By Pooya Stone
Iran regime’s state-run dailies, which examine and criticize every political, economic, and social issue, ultimately cannot hide their fear of any upcoming uprisings and acknowledge in various terms the danger that lurks on the way of the regime.
One of the topics being discussed these days is the reopening of schools and the dangers posed to children, adolescents, and their families by the increasing prevalence of the coronavirus.
Earlier, experts and even officials at the governmental Coronavirus Taskforce and medical officials and many other officials warned President Hassan Rouhani of the danger of reopening schools, but despite these warnings, the Rouhani government decided to reopen the schools.
After the reopening, the issue that raised the concerns of the regime’s officials is that the consequences of this decision of Rouhani’s government may face the regime with popular dissatisfaction and even in the form of widespread popular protests, in a situation where the risk of an uprising is very high due to political, social and economic crisis.
While criticizing Rouhani and the relevant institutions for this action, they also warned Rouhani that the negative reaction of the people to the reopening of schools may be similar to their reaction to the increase in the price of gasoline, which is very dangerous.
On this subject, the state-run daily Resalat on 6 September with the title, “Signaling right, but turning left” wrote: “While the Ministry of Education wants to definitely bring students to schools, leaving aside how coronavirus is dangerous for a 22-year-old student but not dangerous for an 11-year-old student, the more serious question is why they announce such a decision three days before the schools reopen?
“If a decision is to be changed, the reasons must be told to the people and the society must be informed and persuaded about the issue. The opposite of this view is that the chief executive, on Friday morning, at the same time as the public, be informed of the beginning of the gasoline price plan, and it is natural for the society to resist such a decision. And as a result of internal shortcomings and external abuses, those bitter events arise that everyone knows the description of.”
The ‘bitter events’ it is referring to are events such as the widespread public uprisings in recent years, including the November 2019 uprising, which the author of this state-run daily implicitly referred to as the petrol price-raising incident.
And the Vatan-e-Emrooz daily is also concerned that the government’s coronavirus management plan, including the reopening of schools, will ‘reduce public confidence in critical situations’ and ‘make public reactions to this decision (the decision to reopen schools) a new challenge.’
They are aware of the fact that the regime is involved in many crises, and the pervasive crises that have engulfed it may turn into a social uprising such as the uprisings of recent years, especially the November 2019 uprising, of which the Rasalat daily explicitly warns.
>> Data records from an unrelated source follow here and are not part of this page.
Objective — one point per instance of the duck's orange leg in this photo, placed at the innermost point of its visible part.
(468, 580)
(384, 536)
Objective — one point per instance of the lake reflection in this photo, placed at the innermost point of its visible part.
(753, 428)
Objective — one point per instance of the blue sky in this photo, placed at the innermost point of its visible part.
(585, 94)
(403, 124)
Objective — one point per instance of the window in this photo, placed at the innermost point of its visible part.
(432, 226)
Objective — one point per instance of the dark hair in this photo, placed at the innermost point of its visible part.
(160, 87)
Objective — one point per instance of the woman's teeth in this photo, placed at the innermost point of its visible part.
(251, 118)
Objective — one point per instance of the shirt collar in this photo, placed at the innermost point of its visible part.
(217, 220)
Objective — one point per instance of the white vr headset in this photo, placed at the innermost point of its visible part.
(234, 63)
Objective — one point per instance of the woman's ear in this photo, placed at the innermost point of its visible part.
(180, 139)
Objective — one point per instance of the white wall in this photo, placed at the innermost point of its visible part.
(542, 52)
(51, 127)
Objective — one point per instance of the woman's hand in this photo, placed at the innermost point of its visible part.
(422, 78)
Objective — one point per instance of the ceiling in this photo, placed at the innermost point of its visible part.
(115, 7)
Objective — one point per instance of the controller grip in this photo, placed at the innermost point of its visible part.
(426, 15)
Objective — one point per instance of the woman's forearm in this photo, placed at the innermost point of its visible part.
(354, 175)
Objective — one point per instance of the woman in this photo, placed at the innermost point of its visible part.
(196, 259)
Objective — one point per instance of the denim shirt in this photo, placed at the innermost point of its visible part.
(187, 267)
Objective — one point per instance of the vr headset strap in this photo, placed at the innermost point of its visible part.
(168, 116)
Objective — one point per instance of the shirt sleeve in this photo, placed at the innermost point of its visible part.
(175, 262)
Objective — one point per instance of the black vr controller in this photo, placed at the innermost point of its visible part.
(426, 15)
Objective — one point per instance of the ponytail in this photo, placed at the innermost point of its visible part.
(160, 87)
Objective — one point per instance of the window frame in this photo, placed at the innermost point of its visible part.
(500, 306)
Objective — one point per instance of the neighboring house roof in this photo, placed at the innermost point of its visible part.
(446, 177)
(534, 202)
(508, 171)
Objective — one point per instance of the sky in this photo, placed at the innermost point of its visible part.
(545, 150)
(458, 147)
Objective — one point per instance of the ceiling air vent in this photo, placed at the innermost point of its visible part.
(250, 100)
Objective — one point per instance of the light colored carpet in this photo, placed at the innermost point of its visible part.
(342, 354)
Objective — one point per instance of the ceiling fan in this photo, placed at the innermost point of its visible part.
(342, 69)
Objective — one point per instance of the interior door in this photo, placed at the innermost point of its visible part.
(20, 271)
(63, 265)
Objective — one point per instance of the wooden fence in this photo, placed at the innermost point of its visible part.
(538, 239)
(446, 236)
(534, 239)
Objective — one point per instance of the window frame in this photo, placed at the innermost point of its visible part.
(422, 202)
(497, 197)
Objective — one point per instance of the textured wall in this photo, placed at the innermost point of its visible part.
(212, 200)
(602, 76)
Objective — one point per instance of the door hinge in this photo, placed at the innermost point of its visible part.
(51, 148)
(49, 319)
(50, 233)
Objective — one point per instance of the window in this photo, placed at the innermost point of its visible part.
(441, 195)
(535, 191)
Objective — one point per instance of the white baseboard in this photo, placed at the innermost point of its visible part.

Because now the ‘challenge of distrust’ is more than ever ‘obvious’ and ‘is a challenge’ that ‘will cause the decline of the collective matter and the originality of individual decisions of society in the face of external crises will find its way.’
Vatan-e-Emrooz further warned the regime about such decisions. Referring to the increase in the gasoline price as an example, it wrote:
“The increase in gasoline prices, which was denied even a few weeks before its implementation by the Minister of Oil, led to fiery protests that even many government officials and governors warned about.”
It emphasized that: “The negative reaction of the society to the plan to reopen schools and the disobedience of a large number of families in the face of this plan can also be considered as a serious warning at the beginning of the ‘state of statelessness’.” (Vatan-e-Emrooz, 6 September)
Ebtekar daily also called the reopening of schools a ‘nail in the coffin of public trust.’
The author of the article accuses Rouhani and the decision-makers in his government and wrote: “They either do not realize or ignore the unfortunate consequences of these behaviors. It is not bad for those around the President who are mostly intelligence involved people, to review all the strange things that have happened to the society from November 2019 until yesterday.
“It seems that this trend is going to completely change the coordinates of social reactions in Iran. Naturally, this situation cannot be considered a stable situation and it is obvious that this situation will undergo major changes in the not too far future.” (Ebtekar, 6 September)
The author explicitly acknowledged that the current situation of the regime is not ‘stable and lasting’ but shaky and that is why they are concerned about the changing situation.